Thursday, 19 May 2011

Well that KEGGing sucks - but how much?

KEGG (Kyoto Encyclopedia of Genes and Genomes) is a hugely important database of genomic pathways and interactions that has been used daily by countless molecular biologists over the past 15 years (up to 200K unique web site visitors per month).

Even though the data sources that KEGG integrates to build its database are predominantly available to all, free of restriction, the KEGG database itself has traditionally carried a dual license - free for academic use, but non-free for commercial use through their Pathway Solutions licensing agent. I'm no great lover of dual licenses as they discourage commercial use thereby restricting translational application of the resource 'for the good of humanity'. Well, two days ago KEGG announced that it would go even further, by charging up to $5000 for academics to download the database (starting July 1st).

Can we use this unfortunate circumstance to assess the impact of limiting access to an established resource such as KEGG? And do it using a scientific measure that really matters; citations? Given that KEGG have 1000 citations/year and a 15 year trading record, the returns for the next few years should be very revealing.

Footnote - funding for large integrated databases is notoriously difficult to maintain over the long term even though the resources themselves are enormously valuable. In February NCBI tackled budget challenges by throwing their SRA toys out of the pram (on which I have commented before), whereas KEGG have been far more pragmatic in looking for alternative sources. I have huge respect for both projects.

Wednesday, 18 May 2011

Financial value of open vs closed science

I was visiting the University of East Anglia today, presenting to their Enterprise and Engagement Club. My rather experimental talk was titled "Extracting value from open science; a commercial perspective" (slides to be posed soon). I wanted to demonstrate my point using an example along the lines of; "project A with open science generated $big, whereas with closed science it would have only generated $small". Whilst not quite exactly that, I did find an interesting financial comparison from the human genome sequencing project;

  • Exhibit A, the perceived cost to the biotech industry of "opening" the human genome; 
"In March 2000, President Clinton announced that the genome sequence could not be patented, and should be made freely available to all researchers. The statement sent Celera's stock plummeting and dragged down the biotechnology-heavy Nasdaq. The biotechnology sector lost about $50 billion in market capitalization in two days" [from Wikipedia].
  • Exhibit B, the total economic impact of the "open" human genome according to the recent Life-sponsored Battelle report;
    "The Human Genome Project [...] wasn't just a money-sucking vanity initiative that only reaped profits for personal genetic testing companies like 23andMe. The project has, in fact, driven $796 billion in economic impact and generated $244 billion in total personal income" [from Fast Company].

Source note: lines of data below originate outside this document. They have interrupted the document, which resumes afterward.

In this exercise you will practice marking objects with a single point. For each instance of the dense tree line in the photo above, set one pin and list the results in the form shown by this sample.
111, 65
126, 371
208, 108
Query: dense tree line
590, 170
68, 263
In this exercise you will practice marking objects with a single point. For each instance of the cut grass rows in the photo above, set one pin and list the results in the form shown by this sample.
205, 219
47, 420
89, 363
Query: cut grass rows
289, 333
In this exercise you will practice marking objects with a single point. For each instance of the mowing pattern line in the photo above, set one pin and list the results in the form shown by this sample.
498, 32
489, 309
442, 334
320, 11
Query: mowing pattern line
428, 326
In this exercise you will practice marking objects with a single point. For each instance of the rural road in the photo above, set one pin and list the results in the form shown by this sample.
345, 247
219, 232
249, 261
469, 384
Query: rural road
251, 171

    So, it looks like open-science for the human genome project is about $200 billion (personal value) in the black! That's a fair chunk of change by any estimation.

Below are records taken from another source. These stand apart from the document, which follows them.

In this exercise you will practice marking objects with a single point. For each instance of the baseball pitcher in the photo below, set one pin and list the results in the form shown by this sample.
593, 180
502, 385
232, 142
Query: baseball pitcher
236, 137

    Disclaimer - I'm not an economist, and do not attempt to justify the validity of the comparison (other than both numbers having the same units) in any way.

    Tuesday, 10 May 2011

    Open science; Open for business?

    OK, let's get started.

    What is open science? Well, my personal take is this - the scientific process has four outputs;
    1. Methods/protocols that,
    2. Generate data that,
    3. Can be documented/published thereby,
    4. Contributing new insight/knowledge to the scientific corpus.
    I define 'open science' as any of the above that is made for free for the use of anyone with few if any restrictions. For example,
    1. Methods => Open source
    2. Data => Open data
    3. Documentation => Open access
    4. Knowledge => Open innovation (although formally open innovation can include patented/licensed ideas)
    In the context of publicly-funded science I assert that the 'value' created by open scientific output generally exceeds that of its closed counterparts, although I'll leave the argument itself for a later post. And a truism - this value will never be realised unless it is actively extracted, in the same way a field crop withers and dies unless harvested. 

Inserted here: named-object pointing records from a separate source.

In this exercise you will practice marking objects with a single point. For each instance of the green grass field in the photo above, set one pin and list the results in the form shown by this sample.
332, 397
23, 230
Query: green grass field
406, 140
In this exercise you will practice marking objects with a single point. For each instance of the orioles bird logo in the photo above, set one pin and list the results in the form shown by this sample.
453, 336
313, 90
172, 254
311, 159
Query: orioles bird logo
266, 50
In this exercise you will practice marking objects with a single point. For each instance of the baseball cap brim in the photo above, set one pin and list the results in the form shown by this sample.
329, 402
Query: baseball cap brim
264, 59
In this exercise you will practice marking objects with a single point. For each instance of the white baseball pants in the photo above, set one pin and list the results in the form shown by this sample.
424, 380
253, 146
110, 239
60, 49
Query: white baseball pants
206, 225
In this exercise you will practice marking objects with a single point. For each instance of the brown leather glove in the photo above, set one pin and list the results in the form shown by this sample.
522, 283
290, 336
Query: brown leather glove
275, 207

    Unfortunately, it is the very process of extracting value from open science, the business of open science, the trade in open science, that is widely ignored by the scientific community. Indeed, the assumption that peer reviewed publication is the only scientific currency was the premise of this Guardian piece - 'Why won't Open Science work?'. 

    So - do we need a new way of dealing in the existing currency, epitomised by open access publishing? Or do we need a new currency, nano-publications perhaps? Whichever, (and I'm desperately clutching for an appropriate idiom), where there's value, human nature will eek it out, come what may.